Back to the car buying analogy— if you need a sports car that goes really fast, you will probably be willing to compromise mileage, cost, seating capacity, etc. It essentially comes down to the tradeoffs that are most appropriate for your use-case. To illustrate, I have pictorially represented typical consistency tradeoffs for three use-cases: Publish-Subscribe (similar to Kafka), Batch Oriented (similar to Hadoop), and Relational SQL database. The inherent assumption in the one-size-fits-one world is that the stronger guarantee will come at the expense of one of the observable parameters namely IOPS, latency, RPO, RTO, $/IOPS, $/GB, IOPS/GB, etc. For instance, if the application can tolerate stale reads for RW Coherence, then a system that ensures atomic freshness will do so at the expense of either higher latency (by checking for the latest updates during the read operation), or employ a continuous polling in the background (generating network chattiness and higher resource usage per IOs served i.e, $/IOPS).

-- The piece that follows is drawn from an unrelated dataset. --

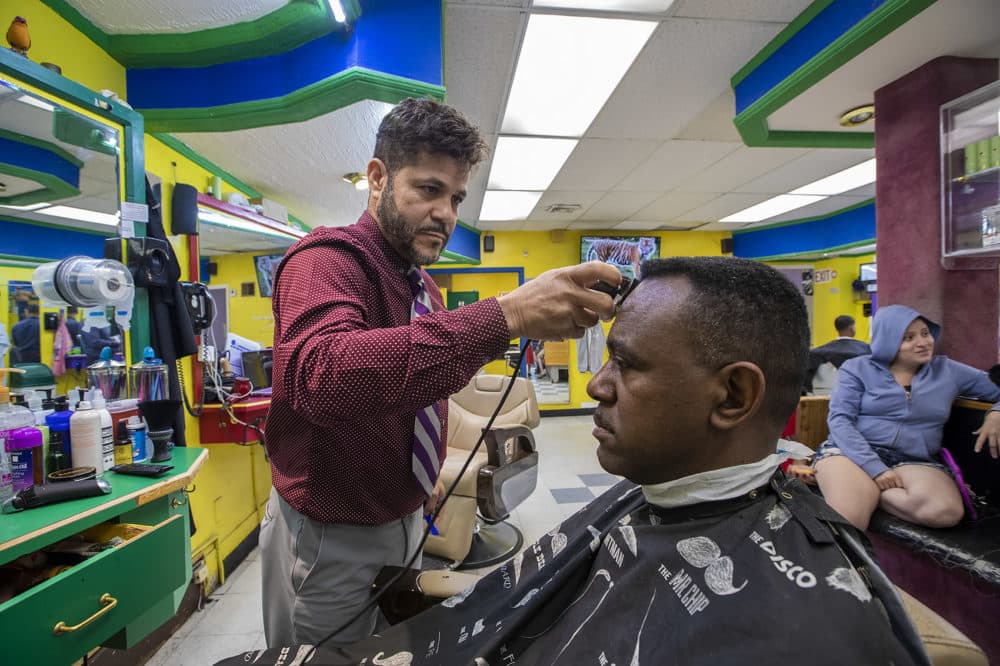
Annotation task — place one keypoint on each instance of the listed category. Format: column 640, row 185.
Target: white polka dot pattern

To sum it up, one-size-fits-one was a conscious effort as a part of Web 2.0, and the phenomenon is now at the cusp of mainstream adoption. For a typical enterprise customer, getting multiple systems up-and-running and managing their lifecycle and compliance is highly nontrivial— to say the least. Addressing this pain-point by turning to the cloud is a short-term lucrative option that typically comes with API lock-in (with some exceptions such as Google Big Table using HBase API). In main-stream adoption, the intuition is that unified manageability will trump the need to squeeze the last drop of QoS. The open question is how much of the trade-off is feasible both with regards to technical design as well as customer adoption?